LPORPC 1.12B REQUIRED TRUST ACCOUNT RECORDS

(a) An LPO or Closing Firm must maintain current trust account records. They may be in electronic or manual form and must be retained for at least six years after the events they record. At minimum, the records must include the following:

(1) Checkbook register or equivalent for each trust account, including entries for all receipts, disbursements, and transfers, and containing at least:

(i) identification of the client matter for which trust funds were received, disbursed, or transferred;

(ii) the date on which trust funds were received, disbursed, or transferred;

(iii) the check number for each disbursement;

(iv) the payor or payee for or from which trust funds were received, disbursed, or transferred; and

(v) the new trust account balance after each receipt, disbursement, or transfer;

(2) Individual client ledger records containing either a separate page for each client or an equivalent electronic record showing all individual receipts, disbursements, or transfers, and also containing:

(i) identification of the purpose for which trust funds were received, disbursed, or transferred;

(ii) the date on which trust funds were received, disbursed or transferred;

(iii) the check number for each disbursement;

(iv) the payor or payee for or from which trust funds were received, disbursed, or transferred; and

(v) the new client fund balance after each receipt, disbursement, or transfer;

(3) Copies of any agreements pertaining to fees and costs;

(4) Copies of any statements or accountings to clients or third parties showing the disbursement of funds to them or on their behalf;

(5) Copies of bills for legal fees and expenses rendered to clients;

(6) Copies of invoices, bills or other documents supporting all disbursements or transfers from the trust account;

(7) Bank statements, copies of deposit slips, and cancelled checks or their equivalent;

(8) Copies of all trust account client ledger reconciliations; and

(9) Copies of those portions of clients’ files that are reasonably necessary for a complete understanding of the financial transactions pertaining to them.
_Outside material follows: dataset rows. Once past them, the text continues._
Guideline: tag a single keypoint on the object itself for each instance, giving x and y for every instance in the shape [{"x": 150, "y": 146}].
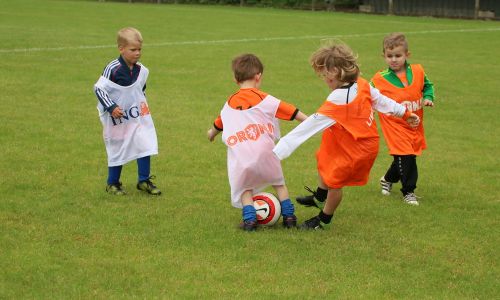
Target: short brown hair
[
  {"x": 394, "y": 40},
  {"x": 336, "y": 56},
  {"x": 128, "y": 35},
  {"x": 246, "y": 66}
]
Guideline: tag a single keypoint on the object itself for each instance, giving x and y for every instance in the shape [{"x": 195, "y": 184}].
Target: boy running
[
  {"x": 407, "y": 84},
  {"x": 249, "y": 121}
]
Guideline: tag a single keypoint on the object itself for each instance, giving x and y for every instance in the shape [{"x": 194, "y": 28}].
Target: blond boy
[{"x": 128, "y": 129}]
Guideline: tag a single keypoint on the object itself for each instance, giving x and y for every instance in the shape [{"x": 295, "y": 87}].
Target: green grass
[{"x": 62, "y": 236}]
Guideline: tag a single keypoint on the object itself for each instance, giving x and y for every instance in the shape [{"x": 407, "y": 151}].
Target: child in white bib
[{"x": 249, "y": 121}]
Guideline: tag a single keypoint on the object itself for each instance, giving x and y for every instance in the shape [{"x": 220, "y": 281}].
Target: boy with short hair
[
  {"x": 407, "y": 84},
  {"x": 350, "y": 139},
  {"x": 249, "y": 121},
  {"x": 128, "y": 129}
]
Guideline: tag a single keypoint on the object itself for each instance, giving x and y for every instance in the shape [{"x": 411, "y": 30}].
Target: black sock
[
  {"x": 321, "y": 194},
  {"x": 324, "y": 217}
]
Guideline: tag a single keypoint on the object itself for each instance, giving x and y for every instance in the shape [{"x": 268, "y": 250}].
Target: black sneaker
[
  {"x": 311, "y": 200},
  {"x": 312, "y": 224},
  {"x": 115, "y": 189},
  {"x": 290, "y": 221},
  {"x": 148, "y": 186},
  {"x": 249, "y": 225}
]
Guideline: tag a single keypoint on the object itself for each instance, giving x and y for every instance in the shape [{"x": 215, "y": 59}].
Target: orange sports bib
[
  {"x": 348, "y": 148},
  {"x": 400, "y": 138}
]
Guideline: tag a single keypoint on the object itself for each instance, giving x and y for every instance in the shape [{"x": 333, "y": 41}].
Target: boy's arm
[
  {"x": 387, "y": 105},
  {"x": 428, "y": 92},
  {"x": 216, "y": 129},
  {"x": 289, "y": 112},
  {"x": 290, "y": 142},
  {"x": 108, "y": 104}
]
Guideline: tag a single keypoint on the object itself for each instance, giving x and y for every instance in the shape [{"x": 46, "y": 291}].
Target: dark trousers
[{"x": 404, "y": 168}]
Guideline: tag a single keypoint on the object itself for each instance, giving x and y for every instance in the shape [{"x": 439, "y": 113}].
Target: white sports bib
[
  {"x": 250, "y": 135},
  {"x": 133, "y": 136}
]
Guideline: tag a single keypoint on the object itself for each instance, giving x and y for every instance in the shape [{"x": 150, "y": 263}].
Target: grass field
[{"x": 62, "y": 236}]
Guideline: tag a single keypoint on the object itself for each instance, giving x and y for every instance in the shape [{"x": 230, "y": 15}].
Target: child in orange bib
[
  {"x": 407, "y": 84},
  {"x": 350, "y": 139}
]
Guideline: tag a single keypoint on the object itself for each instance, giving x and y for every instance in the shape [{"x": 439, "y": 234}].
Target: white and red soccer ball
[{"x": 268, "y": 208}]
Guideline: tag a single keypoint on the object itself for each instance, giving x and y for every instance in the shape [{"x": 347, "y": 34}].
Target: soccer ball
[{"x": 268, "y": 208}]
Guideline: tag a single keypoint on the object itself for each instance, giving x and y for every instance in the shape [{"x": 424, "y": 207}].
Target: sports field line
[{"x": 264, "y": 39}]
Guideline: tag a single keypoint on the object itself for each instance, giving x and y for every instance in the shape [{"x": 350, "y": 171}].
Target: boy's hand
[
  {"x": 428, "y": 102},
  {"x": 413, "y": 120},
  {"x": 212, "y": 133},
  {"x": 117, "y": 112}
]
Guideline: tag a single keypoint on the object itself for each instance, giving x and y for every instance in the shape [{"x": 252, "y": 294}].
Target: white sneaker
[
  {"x": 386, "y": 186},
  {"x": 411, "y": 199}
]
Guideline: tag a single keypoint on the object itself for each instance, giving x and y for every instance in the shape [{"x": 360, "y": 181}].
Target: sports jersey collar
[
  {"x": 124, "y": 64},
  {"x": 407, "y": 65}
]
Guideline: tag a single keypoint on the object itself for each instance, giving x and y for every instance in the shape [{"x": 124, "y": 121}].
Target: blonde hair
[
  {"x": 338, "y": 58},
  {"x": 394, "y": 40},
  {"x": 246, "y": 66},
  {"x": 128, "y": 35}
]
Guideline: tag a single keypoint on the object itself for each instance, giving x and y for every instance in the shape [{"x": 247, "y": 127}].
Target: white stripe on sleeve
[{"x": 385, "y": 104}]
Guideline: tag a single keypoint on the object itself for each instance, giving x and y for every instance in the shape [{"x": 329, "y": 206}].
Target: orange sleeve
[
  {"x": 218, "y": 123},
  {"x": 286, "y": 111},
  {"x": 406, "y": 115}
]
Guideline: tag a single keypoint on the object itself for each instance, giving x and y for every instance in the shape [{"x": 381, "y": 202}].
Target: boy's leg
[
  {"x": 409, "y": 176},
  {"x": 249, "y": 214},
  {"x": 114, "y": 185},
  {"x": 287, "y": 208},
  {"x": 143, "y": 168},
  {"x": 320, "y": 195},
  {"x": 326, "y": 214},
  {"x": 144, "y": 177},
  {"x": 392, "y": 175}
]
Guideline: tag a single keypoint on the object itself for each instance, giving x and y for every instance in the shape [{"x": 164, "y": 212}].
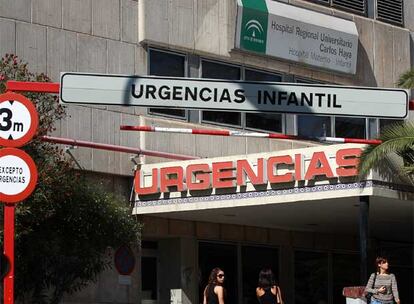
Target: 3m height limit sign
[{"x": 222, "y": 95}]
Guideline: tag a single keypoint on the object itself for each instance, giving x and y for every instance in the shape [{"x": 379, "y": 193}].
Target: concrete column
[{"x": 363, "y": 236}]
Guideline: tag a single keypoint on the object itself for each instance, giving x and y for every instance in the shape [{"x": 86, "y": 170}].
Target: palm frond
[
  {"x": 397, "y": 138},
  {"x": 406, "y": 80}
]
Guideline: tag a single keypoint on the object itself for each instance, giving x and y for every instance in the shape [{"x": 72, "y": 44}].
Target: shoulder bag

(b) Upon any change in the LPO or Closing Firm practice affecting the trust account, including dissolution or sale of a Closing Firm business, or suspension or other change in the license status of an LPO, the LPO or Closing Firm must make appropriate arrangements for the maintenance of the records specified in this Rule.

Comment:

[1] LPOs must assure that IOLTA accounts are used in any transaction involving the practice of law for others. In addition to closings where legal documents have been selected, prepared or completed by LPOs, IOLTA accounts must hold funds for closings involving legal documents prepared by lawyers. Such transactions would include extensions of credit with loan documents prepared by a lender’s lawyer, as well as sale closings with deeds and other legal documents prepared by the clients’ lawyers.

[2] The Escrow Agent Registration Act under RCW 18.44 provides procedures for trust account recordkeeping substantially similar to the provisions contained within LPORPC 1.12B. Compliance with the provisions under RCW 18.44 should meet the provisions of this rule.